The sect spans several planets of course and they go from one to another. Steve uses the Tesseract as she uses the time stone and they travel to where they need to. She stops herself from making a pun about the TARDIS that no one will understand.
Steve throws his shield, Thor his hammer, Tony fires repulsors as Clint fires arrows. Wanda moves whatever’s near, Sam soars and Scott sneaks, Vision shoots lasers and Rhodes shoots from a war machine more armoured than ever before. They stand back to back, so they don’t forget. They run through each place in turn. The others trust her and her mission. They don’t question raining violence down on these people. Especially when said people are very capable of fighting back.
They fight and they win. And from one planet to another, between one camp and another, they stop to recuperate. Of course they divide off into their little groups. Backs turned against those they don’t want to talk to.
Thor, as pretty much the only person no one is angry with, turns to her one day.
“Do you think I should do something? Mediate perhaps.”
She sends him a small smile. “No. Give them time.”
His eyes twinkle briefly with knowledge, saying wryly, “You are wise Natasha.”
Of course he knows she’s up to something. But she doesn’t plan on doing much at all, as always she plans to wait and let the others do as she wants by themselves. It merely takes the correct placement and patience.
Some of The Silence are running scared now. And yet some are fighting all the more ferociously.
And there’s finally some begrudging talks taking place between her team mates. She doesn’t eavesdrop. But from their awkward shuffling she thinks it’s a start.
They keep fighting, keep moving from place to place. A few words are spoken, but they still retreat to their own little groups. They’re close. But time is also running out. There are only a handful of the sect left to fight.
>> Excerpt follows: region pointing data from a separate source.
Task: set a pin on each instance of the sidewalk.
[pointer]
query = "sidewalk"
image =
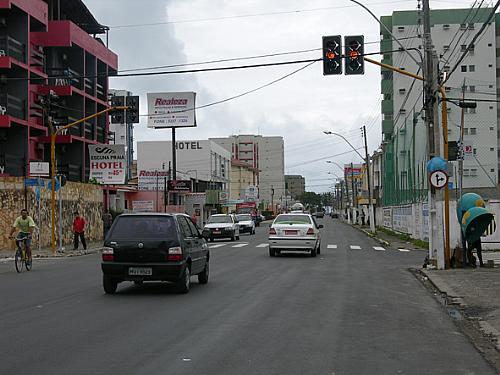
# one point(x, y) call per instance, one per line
point(46, 252)
point(473, 292)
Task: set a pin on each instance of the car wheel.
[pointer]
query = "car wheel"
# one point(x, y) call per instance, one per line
point(109, 284)
point(203, 276)
point(184, 282)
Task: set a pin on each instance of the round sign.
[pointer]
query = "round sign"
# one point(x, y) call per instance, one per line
point(438, 179)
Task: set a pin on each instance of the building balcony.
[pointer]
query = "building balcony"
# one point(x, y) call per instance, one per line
point(13, 106)
point(12, 48)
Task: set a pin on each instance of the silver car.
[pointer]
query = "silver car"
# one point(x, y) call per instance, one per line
point(294, 232)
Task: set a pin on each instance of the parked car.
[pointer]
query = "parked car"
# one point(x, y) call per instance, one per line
point(246, 223)
point(154, 247)
point(294, 232)
point(222, 226)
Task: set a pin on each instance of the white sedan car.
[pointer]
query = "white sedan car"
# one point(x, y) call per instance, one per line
point(294, 232)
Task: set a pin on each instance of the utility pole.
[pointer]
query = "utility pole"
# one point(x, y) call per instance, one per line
point(436, 241)
point(371, 213)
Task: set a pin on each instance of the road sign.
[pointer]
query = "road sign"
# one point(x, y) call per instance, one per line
point(34, 182)
point(438, 179)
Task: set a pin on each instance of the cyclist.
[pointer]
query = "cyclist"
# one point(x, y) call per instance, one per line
point(25, 225)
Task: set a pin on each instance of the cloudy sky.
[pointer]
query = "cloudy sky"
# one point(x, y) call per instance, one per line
point(298, 108)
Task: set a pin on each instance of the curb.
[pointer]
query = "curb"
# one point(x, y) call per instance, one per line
point(371, 235)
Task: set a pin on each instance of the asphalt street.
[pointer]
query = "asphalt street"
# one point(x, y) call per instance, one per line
point(354, 309)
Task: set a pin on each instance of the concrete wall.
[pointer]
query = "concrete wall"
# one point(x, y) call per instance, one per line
point(412, 219)
point(86, 198)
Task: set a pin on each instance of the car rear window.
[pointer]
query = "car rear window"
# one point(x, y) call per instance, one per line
point(292, 219)
point(151, 227)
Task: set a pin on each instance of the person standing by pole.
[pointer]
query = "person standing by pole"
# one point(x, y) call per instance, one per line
point(79, 231)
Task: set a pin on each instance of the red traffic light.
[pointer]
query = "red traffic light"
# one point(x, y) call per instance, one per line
point(330, 55)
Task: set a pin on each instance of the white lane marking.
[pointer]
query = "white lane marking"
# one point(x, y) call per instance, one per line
point(217, 245)
point(240, 245)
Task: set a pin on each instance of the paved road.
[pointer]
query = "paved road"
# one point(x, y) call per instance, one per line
point(352, 310)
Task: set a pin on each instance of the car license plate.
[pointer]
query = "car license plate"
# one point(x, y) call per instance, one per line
point(140, 271)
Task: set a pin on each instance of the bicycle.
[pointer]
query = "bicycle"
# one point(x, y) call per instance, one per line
point(21, 257)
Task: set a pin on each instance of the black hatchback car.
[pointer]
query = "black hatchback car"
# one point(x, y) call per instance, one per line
point(154, 247)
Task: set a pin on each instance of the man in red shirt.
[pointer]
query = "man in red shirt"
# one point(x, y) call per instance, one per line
point(79, 231)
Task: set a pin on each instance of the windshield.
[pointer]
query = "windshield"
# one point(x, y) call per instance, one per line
point(152, 227)
point(292, 219)
point(244, 217)
point(220, 219)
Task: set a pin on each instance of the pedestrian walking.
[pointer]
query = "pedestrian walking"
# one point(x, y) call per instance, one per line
point(79, 231)
point(107, 220)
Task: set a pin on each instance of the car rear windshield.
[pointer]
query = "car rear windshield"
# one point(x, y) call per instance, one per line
point(244, 217)
point(151, 227)
point(292, 219)
point(220, 219)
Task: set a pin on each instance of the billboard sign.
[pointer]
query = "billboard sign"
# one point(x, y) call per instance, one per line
point(108, 164)
point(151, 180)
point(39, 169)
point(171, 110)
point(143, 206)
point(179, 185)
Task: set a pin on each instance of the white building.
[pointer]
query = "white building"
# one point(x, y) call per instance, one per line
point(403, 129)
point(268, 156)
point(202, 160)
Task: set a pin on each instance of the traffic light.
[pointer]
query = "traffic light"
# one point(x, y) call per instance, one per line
point(132, 110)
point(118, 116)
point(354, 51)
point(452, 150)
point(332, 55)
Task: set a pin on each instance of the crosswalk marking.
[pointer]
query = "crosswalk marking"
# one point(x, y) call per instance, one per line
point(240, 245)
point(217, 245)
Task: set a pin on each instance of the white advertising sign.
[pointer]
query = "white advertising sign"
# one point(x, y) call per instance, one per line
point(171, 109)
point(108, 164)
point(151, 180)
point(142, 206)
point(39, 169)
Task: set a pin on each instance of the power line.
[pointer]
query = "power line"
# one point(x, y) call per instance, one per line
point(296, 11)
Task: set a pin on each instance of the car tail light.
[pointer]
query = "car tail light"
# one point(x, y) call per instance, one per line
point(107, 254)
point(174, 254)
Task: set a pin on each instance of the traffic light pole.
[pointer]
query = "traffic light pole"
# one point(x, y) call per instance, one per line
point(53, 136)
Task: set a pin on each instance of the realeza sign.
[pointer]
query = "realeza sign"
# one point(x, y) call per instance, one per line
point(171, 110)
point(107, 164)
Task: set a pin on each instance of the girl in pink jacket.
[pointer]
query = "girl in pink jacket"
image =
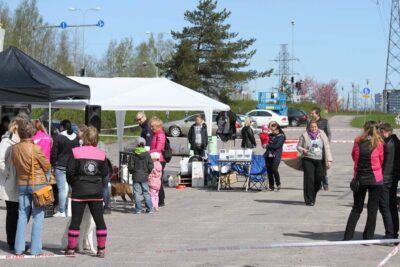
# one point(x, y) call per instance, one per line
point(155, 179)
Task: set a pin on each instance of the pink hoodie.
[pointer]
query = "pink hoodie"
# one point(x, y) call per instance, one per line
point(44, 141)
point(155, 176)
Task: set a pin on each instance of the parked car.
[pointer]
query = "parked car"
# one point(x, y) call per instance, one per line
point(297, 117)
point(263, 116)
point(181, 127)
point(243, 117)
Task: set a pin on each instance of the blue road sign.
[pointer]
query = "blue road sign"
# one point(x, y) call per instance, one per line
point(63, 25)
point(100, 23)
point(366, 91)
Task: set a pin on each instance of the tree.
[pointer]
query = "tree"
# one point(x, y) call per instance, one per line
point(63, 63)
point(220, 56)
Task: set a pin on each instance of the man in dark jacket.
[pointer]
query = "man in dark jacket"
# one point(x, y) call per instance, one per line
point(323, 125)
point(140, 165)
point(390, 169)
point(146, 132)
point(198, 137)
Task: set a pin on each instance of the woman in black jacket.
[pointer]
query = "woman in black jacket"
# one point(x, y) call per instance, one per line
point(248, 140)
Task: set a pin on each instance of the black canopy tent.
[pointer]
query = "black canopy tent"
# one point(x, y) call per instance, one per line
point(25, 80)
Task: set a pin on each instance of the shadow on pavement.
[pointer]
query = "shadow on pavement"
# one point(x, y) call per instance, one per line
point(328, 236)
point(284, 202)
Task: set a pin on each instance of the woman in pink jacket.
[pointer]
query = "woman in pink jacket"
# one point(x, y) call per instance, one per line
point(368, 158)
point(157, 145)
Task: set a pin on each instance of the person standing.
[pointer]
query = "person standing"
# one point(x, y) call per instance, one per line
point(61, 153)
point(24, 155)
point(323, 125)
point(157, 145)
point(8, 181)
point(146, 132)
point(85, 171)
point(140, 165)
point(368, 157)
point(273, 155)
point(390, 169)
point(248, 140)
point(198, 137)
point(315, 148)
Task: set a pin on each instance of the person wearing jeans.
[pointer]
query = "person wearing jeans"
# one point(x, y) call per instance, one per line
point(368, 156)
point(140, 165)
point(26, 157)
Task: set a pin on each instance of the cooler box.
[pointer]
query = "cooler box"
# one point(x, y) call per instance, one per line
point(290, 149)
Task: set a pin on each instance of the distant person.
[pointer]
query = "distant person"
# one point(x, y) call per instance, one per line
point(323, 125)
point(146, 132)
point(140, 165)
point(368, 156)
point(155, 179)
point(264, 136)
point(198, 137)
point(273, 155)
point(5, 121)
point(24, 154)
point(157, 145)
point(85, 170)
point(316, 151)
point(61, 153)
point(43, 140)
point(391, 171)
point(8, 181)
point(248, 140)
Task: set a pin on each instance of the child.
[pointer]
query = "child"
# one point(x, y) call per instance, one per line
point(140, 165)
point(264, 135)
point(155, 179)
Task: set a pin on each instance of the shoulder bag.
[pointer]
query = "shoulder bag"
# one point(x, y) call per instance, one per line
point(44, 196)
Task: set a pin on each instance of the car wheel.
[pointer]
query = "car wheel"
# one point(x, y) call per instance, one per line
point(294, 123)
point(175, 131)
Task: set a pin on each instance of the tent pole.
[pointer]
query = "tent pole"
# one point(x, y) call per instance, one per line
point(49, 119)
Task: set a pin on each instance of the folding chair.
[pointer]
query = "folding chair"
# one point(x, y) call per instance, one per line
point(258, 173)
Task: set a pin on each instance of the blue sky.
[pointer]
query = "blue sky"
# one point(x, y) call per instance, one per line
point(336, 39)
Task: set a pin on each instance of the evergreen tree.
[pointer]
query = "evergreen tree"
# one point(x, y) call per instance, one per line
point(220, 56)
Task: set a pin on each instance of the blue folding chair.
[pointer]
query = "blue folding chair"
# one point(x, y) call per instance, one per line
point(258, 173)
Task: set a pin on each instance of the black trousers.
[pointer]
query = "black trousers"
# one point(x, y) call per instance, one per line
point(96, 209)
point(313, 173)
point(198, 151)
point(11, 222)
point(273, 173)
point(384, 209)
point(161, 193)
point(374, 194)
point(393, 208)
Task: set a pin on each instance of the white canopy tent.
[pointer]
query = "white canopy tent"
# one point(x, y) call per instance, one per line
point(122, 94)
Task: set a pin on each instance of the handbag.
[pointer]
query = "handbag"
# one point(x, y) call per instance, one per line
point(44, 196)
point(354, 184)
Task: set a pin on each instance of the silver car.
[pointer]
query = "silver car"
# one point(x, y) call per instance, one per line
point(181, 127)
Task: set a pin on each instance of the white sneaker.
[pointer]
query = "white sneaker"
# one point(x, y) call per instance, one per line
point(59, 214)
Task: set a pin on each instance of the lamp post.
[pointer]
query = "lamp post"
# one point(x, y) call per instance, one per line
point(150, 33)
point(83, 32)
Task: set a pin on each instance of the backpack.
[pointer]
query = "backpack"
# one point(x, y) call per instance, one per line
point(167, 152)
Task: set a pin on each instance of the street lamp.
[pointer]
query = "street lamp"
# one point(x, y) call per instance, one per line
point(150, 33)
point(292, 78)
point(83, 31)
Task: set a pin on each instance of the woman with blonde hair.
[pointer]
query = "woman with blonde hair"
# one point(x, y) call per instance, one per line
point(31, 166)
point(368, 155)
point(157, 145)
point(8, 180)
She goes to Thor and says, “Do something ridiculous.”
Thor grins and starts heralding “friends, come I have a questing game to play!” in that loud boisterous tone, that brooks no argument, as if he doesn’t know exactly what he’s doing.
The night plants everyone together, on the right track. There’s still a lot of hesitancy, careful jokes and weary laughter. But it’s a beginning and she knows they’ll be okay now.
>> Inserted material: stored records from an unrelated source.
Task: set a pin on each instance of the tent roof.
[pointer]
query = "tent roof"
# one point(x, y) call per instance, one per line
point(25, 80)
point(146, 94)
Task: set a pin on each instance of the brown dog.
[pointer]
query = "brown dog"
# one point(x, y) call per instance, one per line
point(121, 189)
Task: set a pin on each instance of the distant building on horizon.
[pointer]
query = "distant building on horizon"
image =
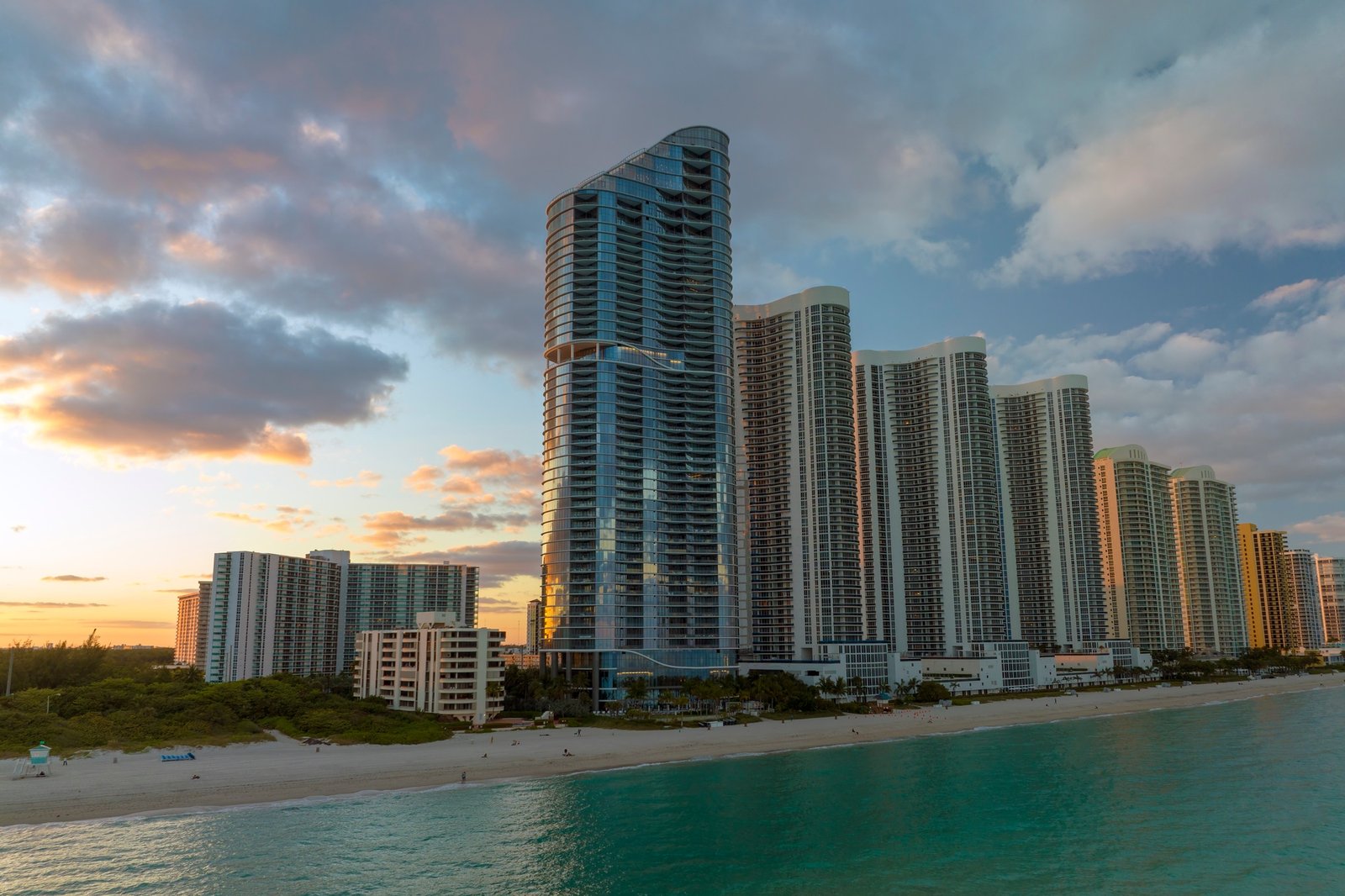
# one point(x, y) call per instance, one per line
point(1044, 434)
point(639, 485)
point(1138, 549)
point(382, 596)
point(273, 614)
point(1205, 522)
point(1271, 618)
point(535, 626)
point(1331, 584)
point(797, 466)
point(930, 509)
point(1309, 626)
point(437, 667)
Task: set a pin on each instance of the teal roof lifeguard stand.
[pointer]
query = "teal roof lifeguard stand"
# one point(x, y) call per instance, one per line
point(38, 763)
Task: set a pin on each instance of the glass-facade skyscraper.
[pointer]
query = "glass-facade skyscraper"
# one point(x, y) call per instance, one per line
point(639, 519)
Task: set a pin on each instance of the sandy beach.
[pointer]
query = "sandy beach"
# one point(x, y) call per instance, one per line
point(109, 784)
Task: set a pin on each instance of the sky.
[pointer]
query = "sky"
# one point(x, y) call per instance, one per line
point(271, 273)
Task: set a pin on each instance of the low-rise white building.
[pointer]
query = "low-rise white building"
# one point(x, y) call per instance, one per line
point(437, 667)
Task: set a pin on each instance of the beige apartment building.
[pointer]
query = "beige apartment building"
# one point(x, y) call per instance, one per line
point(1331, 584)
point(935, 579)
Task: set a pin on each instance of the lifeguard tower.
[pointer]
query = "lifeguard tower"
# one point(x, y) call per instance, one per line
point(37, 764)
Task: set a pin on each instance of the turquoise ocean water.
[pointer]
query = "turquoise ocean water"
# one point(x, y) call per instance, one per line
point(1244, 797)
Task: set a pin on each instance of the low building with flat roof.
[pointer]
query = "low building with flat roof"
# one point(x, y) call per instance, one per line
point(437, 667)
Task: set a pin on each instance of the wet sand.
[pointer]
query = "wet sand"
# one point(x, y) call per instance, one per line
point(140, 784)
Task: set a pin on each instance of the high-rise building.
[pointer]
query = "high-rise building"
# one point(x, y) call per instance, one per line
point(1051, 512)
point(930, 515)
point(1266, 589)
point(1205, 521)
point(188, 622)
point(273, 614)
point(535, 626)
point(1138, 549)
point(1331, 584)
point(1309, 626)
point(203, 609)
point(799, 503)
point(639, 519)
point(440, 667)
They land on the final planet, still broken but more whole and hale than before. She looks upon them pleased at what she’s wrought. They charge forward. She saved this place for last for a reason. This is a place she once called home. This is a place of armies and violence and death. But her team mates understand these beings now, are equipped to deal with them.
The fight is long and harder than all the previous. But they are united now and unyielding.
She’s more reckless than she should be. This more than anything she has to win. And she has a history of doing what she shouldn’t. She lands a killing blow, saves her friend, receives a lance through the abdomen with the creatures dying breath.
She gargles up red. She’s won. They’ve won. But winning has a cost. She holds her stomach against the blood pouring out as Tony lays her down and holds her.
She speaks softly, “It’s okay. Somethings going to happen now; it’s good, don’t freak out.”
She smiles at these people, her family, as regeneration energy begins to flow out of her.